Newborn syphilis cases in U.S. reach 20 year high
The number of newborn babies born with syphilis has increased dramatically over the past few years. New research from the Centers for Disease Control and Prevention finds that reported cases of congenital syphilis, in which the disease is passed from mother to her baby during pregnancy or delivery, have more than doubled since 2013.
Syphilis is a sexually transmitted infection that can lead to serious complications if not treated. It can be cured with the right round of antibiotics. An untreated infection passed from mother to baby can cause devastating health effects for the newborn.
"When passed to a baby, syphilis can result in miscarriage, newborn death, and severe lifelong physical and mental health problems," Dr. Jonathan Mermin, director of CDC's National Center for HIV/AIDS, Viral Hepatitis, STD, and TB Prevention, said in a statement "No parent should have to bear the death of a child when it would have been prevented with a simple test and safe treatment."
According to the CDC, up to 40 percent of babies born to women with untreated syphilis may be stillborn or die from the infection as a newborn.
Other health impacts for baby include deformed bones, severe anemia, an enlarged liver and spleen, jaundice (yellowing of the skin or eyes), meningitis, brain and nerve problems, blindness or deafness, and skin rashes.
The report found that reported cases of congenital syphilis jumped from 362 in 2013 to 918 in 2017, the highest number of recorded cases in 20 years. Researchers collected information on syphilis cases in 37 states.
The researchers note that the surge in cases parallels similar increases in syphilis among women of reproductive age, and outpaces national increases in sexually transmitted infections overall.
In order to reduce the number of babies born with syphilis, health officials say it's vital that pregnant women be tested for the disease. Without early and regular prenatal care, a pregnant woman may not know that she has syphilis and may unknowingly put her baby is at risk.

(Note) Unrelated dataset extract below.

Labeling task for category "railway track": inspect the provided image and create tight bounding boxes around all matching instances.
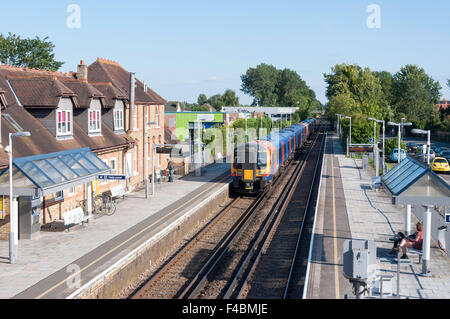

If a pregnant woman is left untreated, there is up to an 80 percent chance that she will pass it on to her baby.
"To protect every baby, we have to start by protecting every mother," said Dr. Gail Bolan, director of CDC's Division of STD Prevention. "Early testing and prompt treatment to cure any infections are critical first steps, but too many women are falling through the cracks of the system. If we're going to reverse the resurgence of congenital syphilis that has to change."
CDC research has shown that one in three women who gave birth to a baby with syphilis in 2016 did get tested during pregnancy. However, the women either acquired syphilis after that test or did not get treated in time to cure the infection in the unborn baby to prevent negative health effects.
Officials recommend pregnant women at high risk for syphilis or who live in high-prevalence areas should be tested at the first prenatal visit, again early in the third trimester, and then once more at delivery.
To reduce the risk of syphilis and other sexually transmitted infections, experts say individuals can commit to a mutually monogamous relationship with a partner who has been tested for syphilis, and use condoms the right way every time they have sex.